Hi Alex, let me try my hand at clarifying some points...

On 11/29/2016 07:57 AM, Alex Bligh wrote:
> Vladimir,
> I went back to April to reread the previous train of conversation
> then found you had helpfully summarised some if it. Comments
> below.
> Rather than comment on many of the points individual, the root
> of my confusion and to some extent uncomfortableness about this
> proposal is 'who owns the meaning the the bitmaps'.
> Some of this is my own confusion (sorry) about the use to which
> this is being put, which is I think at root a documentation issue.
> To illustrate this, you write in the FAQ section that this is for
> read only disks, but the text talks about:

I sent an earlier email in response to Wouter over our exact "goal" with
this spec extension that is a little more of an overview, but I will try
to address your questions specifically.

> +Some storage formats and operations over such formats express a
> +concept of data dirtiness.

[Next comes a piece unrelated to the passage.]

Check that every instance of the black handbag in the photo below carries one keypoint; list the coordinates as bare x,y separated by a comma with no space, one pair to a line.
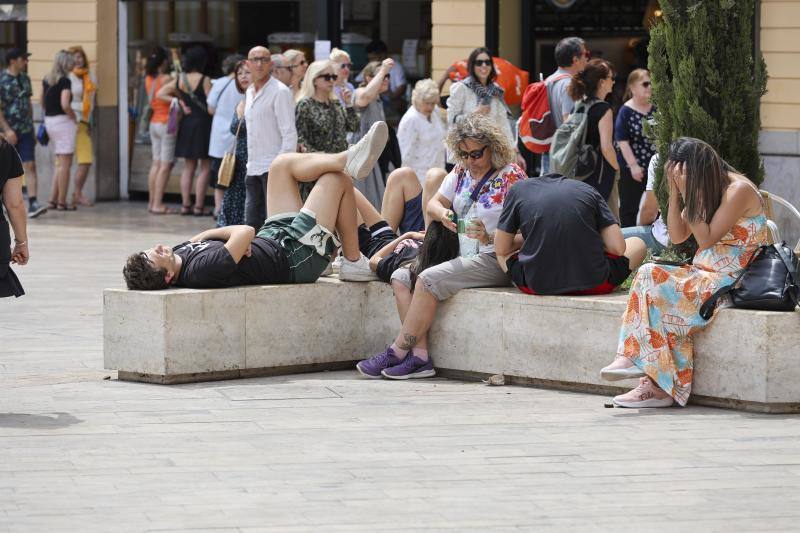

Whether the operation is block device
> +mirroring, incremental block device backup or any other operation with
> +a concept of data dirtiness, they all share a need to provide a list
> +of ranges that this particular operation treats as dirty.
> How can data be 'dirty' if it is static and unchangeable? (I thought)

In a simple case, live IO goes to e.g. hda.qcow2. These writes come from
the VM and cause the bitmap that QEMU manages to become dirty.

We intend to expose the ability to fleece dirty blocks via NBD. What
happens in this scenario would be that a snapshot of the data at the
time of the request is exported over NBD in a read-only manner.

In this way, the drive itself is R/W, but the "view" of it from NBD is
RO. While a hypothetical backup client is busy copying data out of this
temporary view, new writes are coming in to the drive, but are not being
exposed through the NBD export.

(This goes into QEMU-specifics, but those new writes are dirtying a
version of the bitmap not intended to be exposed via the NBD channel.
NBD gets effectively a snapshot of both the bitmap AND the data.)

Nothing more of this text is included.